Dr. Nundel and her team plan to use several mouse strains that differ in mFasL and sFasL expression, to identify the sFasL-specific and mFasL-specific signaling pathways that regulate inflammation and cell death during the development of glaucoma and identify gene signatures that are involved in the neuroprotective effect of sFasL. “A better understanding of how changes in the natural balance of mFasL and sFasL contributes to the development of glaucoma will allow us to design new therapeutic strategies, such as enhancing sFasL or inhibiting mFasL, which may provide neuroprotection while minimizing inflammation,” explained Dr. Nundel. “In addition, a clearer understanding of the dichotomy in FasL signaling could pave the way for more targeted interventions that preserve RGCs and prevent vision loss in glaucoma patients.”

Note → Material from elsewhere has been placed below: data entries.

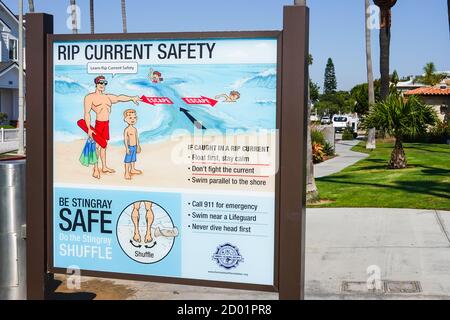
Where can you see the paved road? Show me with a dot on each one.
(403, 244)
(345, 157)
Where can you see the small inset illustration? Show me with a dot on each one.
(155, 76)
(232, 97)
(146, 232)
(228, 256)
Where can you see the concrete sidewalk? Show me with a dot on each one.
(404, 244)
(345, 157)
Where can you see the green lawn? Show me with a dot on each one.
(425, 184)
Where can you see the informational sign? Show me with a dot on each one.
(165, 156)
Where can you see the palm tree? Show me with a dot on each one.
(400, 118)
(124, 16)
(31, 5)
(371, 135)
(91, 13)
(73, 7)
(311, 187)
(385, 42)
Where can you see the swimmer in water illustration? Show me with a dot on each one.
(232, 97)
(155, 76)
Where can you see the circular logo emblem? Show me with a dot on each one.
(228, 256)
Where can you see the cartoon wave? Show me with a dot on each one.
(172, 119)
(266, 102)
(64, 85)
(266, 79)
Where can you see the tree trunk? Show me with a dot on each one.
(398, 157)
(91, 13)
(371, 135)
(31, 5)
(311, 188)
(124, 16)
(385, 41)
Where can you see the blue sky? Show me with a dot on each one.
(420, 31)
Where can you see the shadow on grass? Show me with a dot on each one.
(432, 188)
(53, 285)
(443, 148)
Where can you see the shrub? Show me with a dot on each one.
(328, 149)
(348, 134)
(318, 153)
(440, 133)
(317, 137)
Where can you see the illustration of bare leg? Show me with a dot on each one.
(168, 233)
(135, 218)
(105, 169)
(133, 169)
(127, 171)
(96, 173)
(149, 217)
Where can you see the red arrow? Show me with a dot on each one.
(156, 100)
(201, 100)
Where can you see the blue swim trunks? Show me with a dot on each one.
(131, 157)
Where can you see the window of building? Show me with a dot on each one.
(13, 49)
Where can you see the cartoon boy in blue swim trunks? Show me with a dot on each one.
(132, 145)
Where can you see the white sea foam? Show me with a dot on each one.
(262, 75)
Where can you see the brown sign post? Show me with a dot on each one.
(292, 75)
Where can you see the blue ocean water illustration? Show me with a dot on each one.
(256, 109)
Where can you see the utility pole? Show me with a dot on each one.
(21, 127)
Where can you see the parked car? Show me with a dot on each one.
(340, 122)
(325, 120)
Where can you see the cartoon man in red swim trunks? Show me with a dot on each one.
(101, 103)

The Glaucoma Research Foundation is a national nonprofit that funds global research and supports individuals and families affected by glaucoma, the second leading cause of blindness. Through its Shaffer Grants program, the Glaucoma Research Foundation helps promising researchers to generate the early evidence needed to secure major government and philanthropic funding by providing one-year, $55,000 seed grants for high-risk, high-reward research projects.